‘It feels like there’s a heavy golf ball lodged in my knee’ - Hebden Bridge student's agony living with arthritis
A student from Hebden Bridge who suffers from arthritis has thrown her support behind a new campaign to show an accurate portrayal of chronic pain in TV and film.
Kalifa Cuben, 21, lives with seronegative rheumatoid arthritis, an auto-immune disease which affects her joints and causes her immense pain.
She describes the condition like “it feels like there’s a heavy golf ball lodged in my knee”.
Kalifa was diagnosed with the condition at 17.
Every day she experiences the hidden pain of arthritis.

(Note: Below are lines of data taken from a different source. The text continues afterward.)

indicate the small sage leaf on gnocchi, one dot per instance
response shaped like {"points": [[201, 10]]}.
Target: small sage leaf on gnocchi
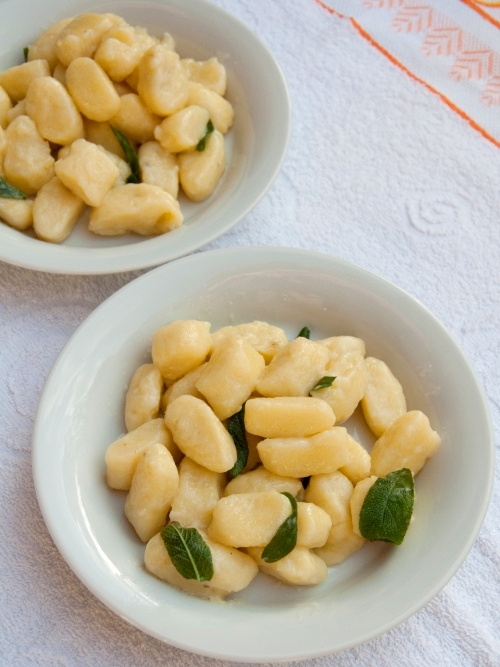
{"points": [[203, 141], [9, 191], [305, 332], [188, 551], [130, 156], [236, 428], [285, 538], [388, 506], [326, 381]]}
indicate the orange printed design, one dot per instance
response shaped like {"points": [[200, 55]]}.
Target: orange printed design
{"points": [[445, 41], [491, 93], [473, 60], [473, 65], [484, 14]]}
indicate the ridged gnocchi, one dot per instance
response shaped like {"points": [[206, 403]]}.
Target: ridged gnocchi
{"points": [[302, 479], [95, 82]]}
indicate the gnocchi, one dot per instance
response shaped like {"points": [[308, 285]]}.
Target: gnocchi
{"points": [[96, 79], [301, 473]]}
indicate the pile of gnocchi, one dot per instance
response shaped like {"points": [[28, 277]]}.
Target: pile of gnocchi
{"points": [[179, 468], [102, 114]]}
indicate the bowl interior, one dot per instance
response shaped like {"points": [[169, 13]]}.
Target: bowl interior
{"points": [[255, 145], [81, 413]]}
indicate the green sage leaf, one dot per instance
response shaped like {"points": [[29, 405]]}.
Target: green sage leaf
{"points": [[130, 156], [386, 511], [203, 141], [285, 538], [188, 551], [9, 191], [326, 381], [236, 428]]}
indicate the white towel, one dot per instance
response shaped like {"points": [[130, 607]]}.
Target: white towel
{"points": [[380, 172]]}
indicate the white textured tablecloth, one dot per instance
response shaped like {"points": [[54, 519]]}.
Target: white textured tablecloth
{"points": [[379, 172]]}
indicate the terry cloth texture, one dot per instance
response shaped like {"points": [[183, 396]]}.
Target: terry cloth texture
{"points": [[379, 172]]}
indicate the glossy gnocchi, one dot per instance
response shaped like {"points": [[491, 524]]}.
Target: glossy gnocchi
{"points": [[249, 381], [101, 88]]}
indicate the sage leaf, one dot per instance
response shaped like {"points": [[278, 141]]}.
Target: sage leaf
{"points": [[285, 538], [188, 551], [9, 191], [130, 156], [326, 381], [203, 141], [386, 511], [236, 428]]}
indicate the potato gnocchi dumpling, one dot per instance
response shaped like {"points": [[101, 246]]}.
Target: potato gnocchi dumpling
{"points": [[240, 465], [96, 79]]}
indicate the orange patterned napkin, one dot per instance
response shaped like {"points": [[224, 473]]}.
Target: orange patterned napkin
{"points": [[451, 46]]}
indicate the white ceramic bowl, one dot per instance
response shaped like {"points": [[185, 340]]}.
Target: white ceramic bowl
{"points": [[81, 413], [256, 144]]}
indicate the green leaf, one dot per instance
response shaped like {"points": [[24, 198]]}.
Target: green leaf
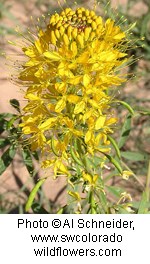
{"points": [[38, 209], [33, 194], [114, 162], [116, 191], [125, 131], [113, 142], [27, 158], [6, 115], [7, 158], [143, 204], [133, 156], [4, 142], [127, 106], [15, 103]]}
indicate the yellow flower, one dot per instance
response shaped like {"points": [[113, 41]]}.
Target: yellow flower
{"points": [[69, 70]]}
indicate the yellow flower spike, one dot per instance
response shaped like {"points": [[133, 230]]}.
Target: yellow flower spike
{"points": [[62, 30], [79, 108], [100, 122], [70, 69], [59, 167], [74, 33], [94, 25], [87, 33], [87, 177], [71, 98], [60, 104], [66, 39], [75, 195], [54, 56], [74, 48], [88, 136], [53, 38], [69, 31], [50, 122], [86, 80], [57, 34], [92, 35]]}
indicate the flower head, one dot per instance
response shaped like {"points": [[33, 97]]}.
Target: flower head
{"points": [[71, 69]]}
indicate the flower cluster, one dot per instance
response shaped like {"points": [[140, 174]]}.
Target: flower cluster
{"points": [[71, 69]]}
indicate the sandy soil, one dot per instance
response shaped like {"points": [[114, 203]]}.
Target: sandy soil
{"points": [[17, 176]]}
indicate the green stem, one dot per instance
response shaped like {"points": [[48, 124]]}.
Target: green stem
{"points": [[147, 188], [92, 202]]}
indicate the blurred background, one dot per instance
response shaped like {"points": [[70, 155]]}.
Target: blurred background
{"points": [[15, 180]]}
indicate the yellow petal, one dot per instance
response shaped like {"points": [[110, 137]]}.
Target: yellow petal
{"points": [[48, 123], [29, 129], [60, 105], [100, 122], [52, 55], [79, 108], [86, 80], [88, 136], [74, 195]]}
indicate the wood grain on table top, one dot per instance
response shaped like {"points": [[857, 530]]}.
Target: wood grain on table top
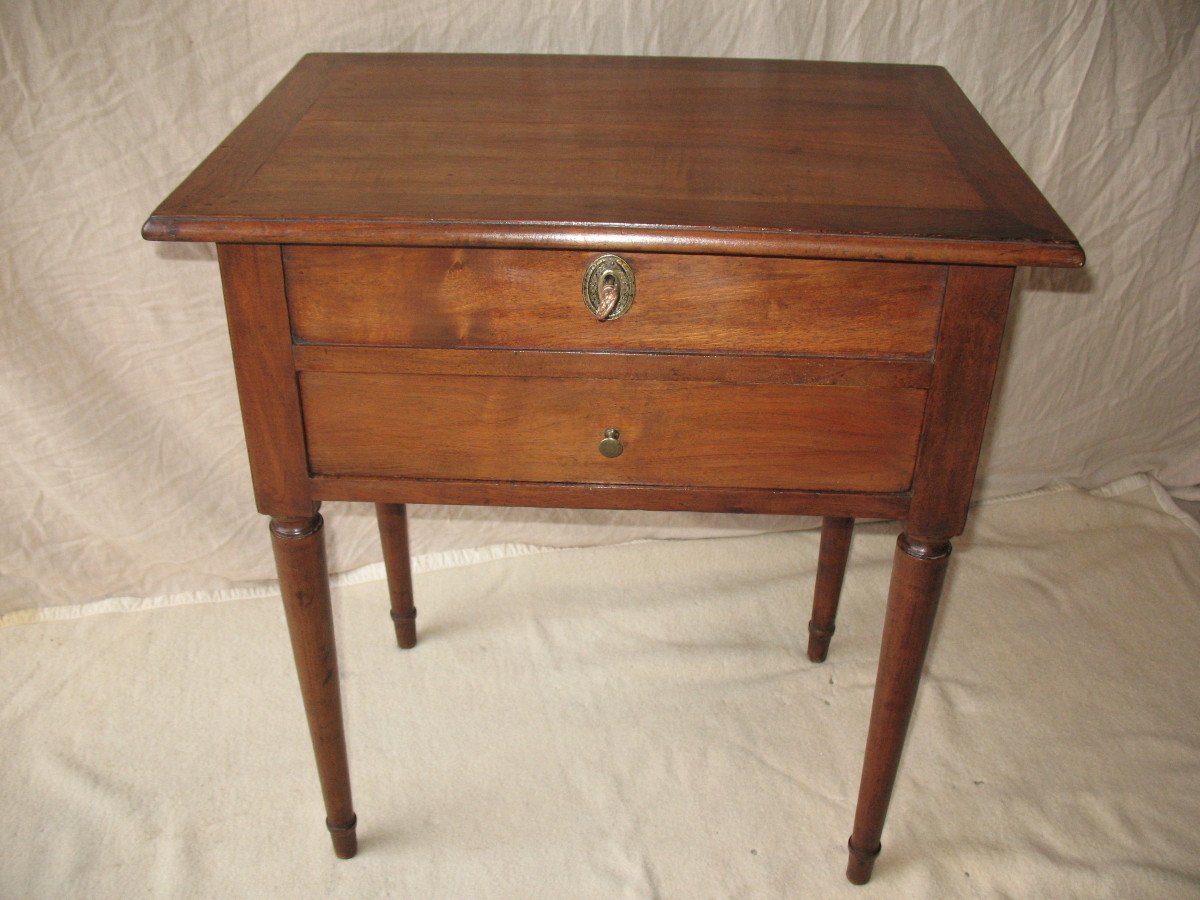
{"points": [[688, 155]]}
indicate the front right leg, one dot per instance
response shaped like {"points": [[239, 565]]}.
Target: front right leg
{"points": [[299, 546]]}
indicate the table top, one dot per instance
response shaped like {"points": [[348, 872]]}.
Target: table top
{"points": [[690, 155]]}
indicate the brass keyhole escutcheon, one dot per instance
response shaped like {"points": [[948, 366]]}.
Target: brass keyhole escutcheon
{"points": [[609, 287], [611, 445]]}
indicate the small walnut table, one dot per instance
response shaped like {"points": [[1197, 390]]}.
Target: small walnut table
{"points": [[622, 283]]}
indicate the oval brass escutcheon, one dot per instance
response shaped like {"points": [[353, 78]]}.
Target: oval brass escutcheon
{"points": [[609, 287], [611, 445]]}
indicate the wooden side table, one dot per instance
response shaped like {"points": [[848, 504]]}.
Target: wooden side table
{"points": [[623, 283]]}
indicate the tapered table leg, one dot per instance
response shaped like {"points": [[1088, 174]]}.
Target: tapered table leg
{"points": [[917, 576], [835, 534], [299, 547], [394, 534]]}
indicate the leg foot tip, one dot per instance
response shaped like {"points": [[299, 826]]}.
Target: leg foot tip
{"points": [[862, 862], [819, 642], [346, 841], [406, 629]]}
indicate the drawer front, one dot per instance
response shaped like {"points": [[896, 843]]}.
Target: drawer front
{"points": [[549, 430], [529, 299]]}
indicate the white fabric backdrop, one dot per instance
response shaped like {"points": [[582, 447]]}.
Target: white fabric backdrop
{"points": [[121, 454]]}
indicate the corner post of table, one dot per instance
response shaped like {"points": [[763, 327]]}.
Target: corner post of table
{"points": [[269, 391], [975, 309]]}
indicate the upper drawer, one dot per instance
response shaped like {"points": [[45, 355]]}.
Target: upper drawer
{"points": [[534, 299]]}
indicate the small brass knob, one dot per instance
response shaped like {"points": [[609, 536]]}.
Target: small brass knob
{"points": [[609, 287], [611, 445]]}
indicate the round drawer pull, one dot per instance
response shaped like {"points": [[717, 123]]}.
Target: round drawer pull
{"points": [[609, 287], [611, 445]]}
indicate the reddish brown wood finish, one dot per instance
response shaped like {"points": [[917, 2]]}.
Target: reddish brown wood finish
{"points": [[765, 436], [394, 535], [835, 534], [252, 279], [781, 355], [533, 300], [917, 574], [299, 546], [623, 366], [969, 348], [700, 499], [682, 155]]}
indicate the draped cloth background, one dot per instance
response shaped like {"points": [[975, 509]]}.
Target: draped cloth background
{"points": [[123, 467]]}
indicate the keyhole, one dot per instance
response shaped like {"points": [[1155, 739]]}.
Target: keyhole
{"points": [[610, 291]]}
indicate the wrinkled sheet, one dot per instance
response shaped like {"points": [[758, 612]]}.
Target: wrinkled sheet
{"points": [[123, 466], [637, 721]]}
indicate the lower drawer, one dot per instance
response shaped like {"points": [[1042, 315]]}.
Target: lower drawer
{"points": [[685, 433]]}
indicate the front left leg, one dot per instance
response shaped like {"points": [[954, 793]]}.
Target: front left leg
{"points": [[299, 546], [917, 574]]}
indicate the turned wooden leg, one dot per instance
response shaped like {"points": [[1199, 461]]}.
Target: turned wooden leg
{"points": [[394, 534], [917, 576], [299, 547], [835, 534]]}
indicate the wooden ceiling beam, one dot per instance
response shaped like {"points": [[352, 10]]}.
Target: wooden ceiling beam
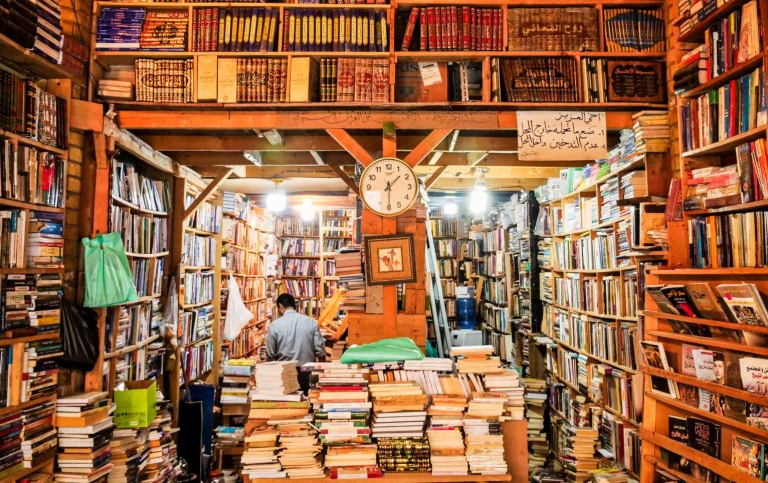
{"points": [[426, 146], [332, 119], [351, 145]]}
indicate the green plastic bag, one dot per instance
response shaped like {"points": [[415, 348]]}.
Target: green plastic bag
{"points": [[108, 278], [385, 350]]}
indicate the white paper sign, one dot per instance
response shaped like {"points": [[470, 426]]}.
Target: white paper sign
{"points": [[561, 135], [430, 73]]}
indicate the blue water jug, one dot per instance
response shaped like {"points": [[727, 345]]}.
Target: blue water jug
{"points": [[466, 313]]}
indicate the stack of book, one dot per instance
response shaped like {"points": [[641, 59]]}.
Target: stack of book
{"points": [[535, 409], [349, 269], [447, 452], [300, 449], [38, 434], [48, 39], [651, 130], [476, 360], [399, 409], [84, 440], [40, 368], [119, 28], [162, 448], [235, 384], [165, 30], [130, 452], [507, 384], [45, 242]]}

She said: “Sometimes people think it’s not that bad until they see the impact with their own eyes, like being unable to walk down steps; being bedridden with a flare up; or feeling the horrific side effects of your medication.
“Once I was on holiday with my boyfriend in Edinburgh and the cold weather meant we couldn’t go out for dinner one night, because the pain was so overwhelming.
“I remember just crying on the bus at one point. That’s when he realised how bad it was.”
Experiences like Kalifa’s are rarely shown or depicted accurately on TV or film screens. But for over 18 million people in the UK with chronic pain – of which arthritis and musculoskeletal conditions are one of the biggest causes – this is their day-to-day reality.
Absence of chronic pain on screen is making people feel ignored and enabling misconceptions about arthritis to continue. All this stops people from speaking up and getting the help they need.
That’s why Kalifa is supporting the charity Versus Arthritis in launching The Painful Truth: A Guide to Depicting Chronic Pain on Screen.
For the first time, guidance for the TV and film industry aims to bring an increased and more accurate portrayal of chronic pain.
“I have never witnessed an accurate portrayal of my pain on TV,” said Kalifa.
“Not seeing representation makes me feel alienated and almost as if my pain is not valid.
“‘Pain’ is typically related to physical injury, labour, grieving, mental illnesses and never as long-term chronic pain.
“When long-term pain is depicted, it is often through an elderly character, which reinforces the assumption that long-term pain is linked to old age.”